South Africa Studying Court Ruling on Bashir: Foreign Minister
JOHANNESBURG
South Africa's government is studying a court's rejection of its bid to appeal a ruling that authorities erred in letting Sudan's wanted leader leave the country despite a court order barring him from doing so, South Africa's foreign minister said.
A South African court on Wednesday threw out the appeal bid on grounds Sudanese President Omar Hassan al-Bashir did not have diplomatic immunity against a global arrest warrant issued against him by the International Criminal Court (ICC).
Al-Bashir, who was in South Africa for an African Union (AU) summit in June, was allowed to depart for Khartoum even though a Pretoria court had issued an order banning him from leaving.
Bashir is wanted by the ICC for alleged war crimes related to the conflict in the Darfur region of Sudan.
South African President Jacob Zuma last month defended the government's failure to detain Bashir, saying that he had immunity as a guest of the AU.

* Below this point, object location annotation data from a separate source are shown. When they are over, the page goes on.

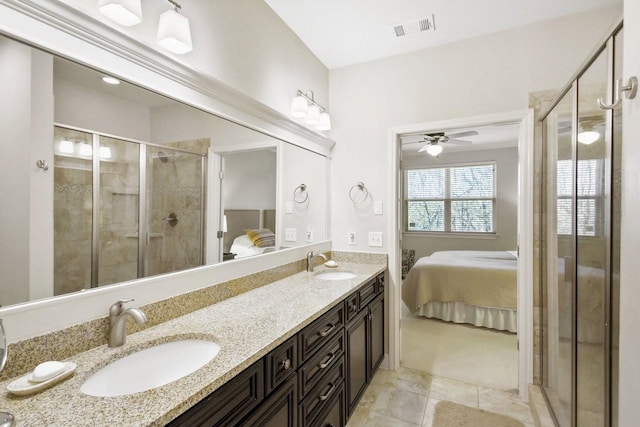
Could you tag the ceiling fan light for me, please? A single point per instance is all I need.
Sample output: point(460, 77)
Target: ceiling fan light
point(324, 122)
point(124, 12)
point(299, 107)
point(434, 149)
point(588, 137)
point(313, 115)
point(174, 33)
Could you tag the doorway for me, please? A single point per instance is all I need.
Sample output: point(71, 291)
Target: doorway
point(524, 232)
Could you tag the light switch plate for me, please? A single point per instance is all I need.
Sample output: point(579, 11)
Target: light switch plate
point(351, 238)
point(377, 207)
point(290, 235)
point(375, 239)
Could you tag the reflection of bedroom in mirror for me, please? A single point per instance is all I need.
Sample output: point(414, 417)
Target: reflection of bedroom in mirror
point(459, 265)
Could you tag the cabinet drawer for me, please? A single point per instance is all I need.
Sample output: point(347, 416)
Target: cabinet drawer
point(320, 397)
point(314, 336)
point(380, 284)
point(318, 365)
point(280, 364)
point(351, 307)
point(367, 293)
point(230, 403)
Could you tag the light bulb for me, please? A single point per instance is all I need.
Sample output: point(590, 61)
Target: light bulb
point(434, 150)
point(299, 107)
point(313, 115)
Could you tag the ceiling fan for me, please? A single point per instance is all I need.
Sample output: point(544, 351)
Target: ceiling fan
point(434, 140)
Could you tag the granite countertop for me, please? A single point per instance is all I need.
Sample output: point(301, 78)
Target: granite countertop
point(246, 327)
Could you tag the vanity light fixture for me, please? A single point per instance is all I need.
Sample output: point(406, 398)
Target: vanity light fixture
point(174, 33)
point(434, 149)
point(124, 12)
point(110, 80)
point(303, 106)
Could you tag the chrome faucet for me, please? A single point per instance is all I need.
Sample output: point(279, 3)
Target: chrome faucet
point(118, 322)
point(311, 257)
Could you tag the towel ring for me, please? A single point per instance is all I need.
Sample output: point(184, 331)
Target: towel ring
point(299, 192)
point(359, 189)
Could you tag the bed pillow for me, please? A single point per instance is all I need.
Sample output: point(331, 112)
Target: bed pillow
point(262, 238)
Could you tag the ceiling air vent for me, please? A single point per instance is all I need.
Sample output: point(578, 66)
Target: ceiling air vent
point(410, 27)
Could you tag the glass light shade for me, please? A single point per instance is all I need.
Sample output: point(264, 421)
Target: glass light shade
point(105, 152)
point(299, 107)
point(324, 122)
point(434, 150)
point(174, 33)
point(313, 115)
point(85, 149)
point(124, 12)
point(66, 147)
point(588, 137)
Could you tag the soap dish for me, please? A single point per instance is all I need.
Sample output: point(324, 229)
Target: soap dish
point(22, 386)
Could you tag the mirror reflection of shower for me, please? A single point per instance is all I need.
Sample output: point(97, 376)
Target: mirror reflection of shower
point(106, 229)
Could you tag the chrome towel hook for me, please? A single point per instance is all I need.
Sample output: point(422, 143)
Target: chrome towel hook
point(630, 90)
point(42, 164)
point(358, 193)
point(300, 194)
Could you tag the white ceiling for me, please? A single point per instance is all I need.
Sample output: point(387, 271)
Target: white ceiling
point(345, 32)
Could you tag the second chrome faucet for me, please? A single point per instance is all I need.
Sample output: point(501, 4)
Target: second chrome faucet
point(118, 322)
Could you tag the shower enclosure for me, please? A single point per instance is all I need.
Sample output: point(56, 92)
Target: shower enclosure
point(123, 209)
point(580, 243)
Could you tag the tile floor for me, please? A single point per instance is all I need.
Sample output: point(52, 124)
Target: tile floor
point(407, 398)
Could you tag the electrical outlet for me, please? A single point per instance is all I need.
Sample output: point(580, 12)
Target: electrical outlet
point(290, 235)
point(351, 238)
point(377, 207)
point(375, 239)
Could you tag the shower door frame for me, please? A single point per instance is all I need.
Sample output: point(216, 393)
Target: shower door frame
point(142, 200)
point(607, 46)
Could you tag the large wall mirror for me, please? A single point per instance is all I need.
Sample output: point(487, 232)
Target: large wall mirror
point(111, 182)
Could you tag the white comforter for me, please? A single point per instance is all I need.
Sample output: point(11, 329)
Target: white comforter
point(481, 278)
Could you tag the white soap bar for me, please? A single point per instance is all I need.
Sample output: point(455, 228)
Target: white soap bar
point(46, 371)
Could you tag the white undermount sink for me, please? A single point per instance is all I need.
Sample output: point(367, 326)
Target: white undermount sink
point(150, 368)
point(335, 275)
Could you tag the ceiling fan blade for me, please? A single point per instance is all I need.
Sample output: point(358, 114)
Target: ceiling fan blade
point(458, 142)
point(463, 134)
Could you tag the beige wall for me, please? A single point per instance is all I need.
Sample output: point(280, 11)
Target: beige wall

Speaking in Washington after meetings with U.S. Secretary of State John Kerry, South African Foreign Minister Maite Nkoana-Mashabane said: "The government is busy studying the outcome and we definitely would take the matter up at the appropriate time."
The opposition Democratic Alliance party, which sponsored a failed motion in parliament to set up an ad hoc committee to investigate the president for possible impeachment over his role in the saga, welcomed the court's ruling against the appeal.
The ICC has since asked Zuma's government to explain its decision to ignore the arrest warrant before October 5.